What I am beginning to notice is how so many of the characters fit in to this concept of not just “belong” to one house. And this goes for so many of the characters other than the main three – Harry, Ron, and Hermione. For example this applies to Dumbledore, Snape, and even Draco. All the characters grow and learn from their experiences over the series, causing them to develop particular traits over others, some of which are not defined by their initial house placement. Just as I am not the same person I was when I first read the series, they are not the same characters as they were when they were first sorted by the Sorting Hat.
How is it that the Sorting Hat, although it appears to be extremely knowledgeable, know precisely in what house to place the students. It is said that a Gryffindor is brace, a Hufflepuff is loyal, a Ravenclaw is intelligent, and a Slytherin is cunning. How can a student at the age of eleven, who has had little experience, knowledge, and training, be accurately placed in to one of the four houses? How can the Sorting Hat foresee the type of person each individual will become? As the series progresses, we see how there is no clear cut definition as to what characteristics each house is built on because the characters begin to overlap. The characteristics assigned to each house merely act as a “base line”, for people are much more complex and not simply defined.
I would say that for most of the characters, they could fall under two or more houses based on the characteristics they express and embrace over the course of the series. I think the most obvious character is Snape, who is a Slytherin. You cannot deny that his is an extremely cunning character – as a Slytherin is known to be.

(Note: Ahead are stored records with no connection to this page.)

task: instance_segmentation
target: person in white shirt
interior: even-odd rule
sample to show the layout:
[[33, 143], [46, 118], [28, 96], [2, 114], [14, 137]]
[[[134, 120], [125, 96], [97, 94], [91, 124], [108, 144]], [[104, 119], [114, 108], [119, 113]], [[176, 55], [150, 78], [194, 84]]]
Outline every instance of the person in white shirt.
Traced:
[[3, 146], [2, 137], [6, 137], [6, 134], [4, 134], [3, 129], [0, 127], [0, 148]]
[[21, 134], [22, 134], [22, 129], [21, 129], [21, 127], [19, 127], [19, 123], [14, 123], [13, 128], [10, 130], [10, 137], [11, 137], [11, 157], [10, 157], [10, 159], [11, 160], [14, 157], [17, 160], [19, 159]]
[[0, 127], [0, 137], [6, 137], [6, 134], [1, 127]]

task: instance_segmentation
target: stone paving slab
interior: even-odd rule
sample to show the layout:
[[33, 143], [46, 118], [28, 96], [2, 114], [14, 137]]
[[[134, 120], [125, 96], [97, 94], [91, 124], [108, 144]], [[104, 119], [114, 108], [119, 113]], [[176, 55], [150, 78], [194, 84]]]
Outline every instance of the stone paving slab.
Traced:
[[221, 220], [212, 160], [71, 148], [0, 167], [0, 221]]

Although he is capable of deceiving Voldemort in to believing that he is on his side, he is extremely loyal to Dumbledore and bravely accepted his fate. Based on the latter two characteristics, it would be very fitting to say that Snape also carries the traits of a Hufflepuff and a Gryffindor, respectively.
This just goes to show that people are not defined by what others say they are or who they once were. People can change over time through their experiences, leading them to develop other traits. Their traits can only be defined by themselves, in the manner in which they choose to act on them.
This is one of the reasons I love and respect Snape so much; people think they have him all figured out, but his is far much more complicated than that. Throughout a majority of the series, we are led to believe that he lives up to the Slytherin characteristics and is not a good character, acting against Harry. By the end of the series, we learn he really is not that bad, but rather misunderstood and does not always go about things in the right way. However, leading up to that point people have always tried to define him based on the house he was placed in.
I think this is why I cannot bring myself to take the Pottermore quiz on which house I would belong in. Although I am a diehard fan, part of me does not want to know and then be defined by that house and its “base line” characteristics. I know there have been moments in my life when I have expressed characteristics from all four houses because there is no way to strictly be defined as one particular house. Plus part of me really wants to be Slytherin, simply because Draco is my absolute favorite. (What can I say, I love a “bad boy” – but like Snape, he does not fully fit in to the Slytherin mold. We see him develop as a character over the series and struggle with who he wants to be and what others want him to be. Despite what others say, I will forever defend Draco for being misunderstood. End small rant)
Maybe one day, I will bring myself to take the quiz and discover which house I belong in. As long as I remember that I am not defined by that house and its characteristics, there is no real harm in finding out. It is the traits that I favor and act upon that will define me as a person. As the great Albus Dumbledore would say “It matters not what someone is born, but what they grow to be.”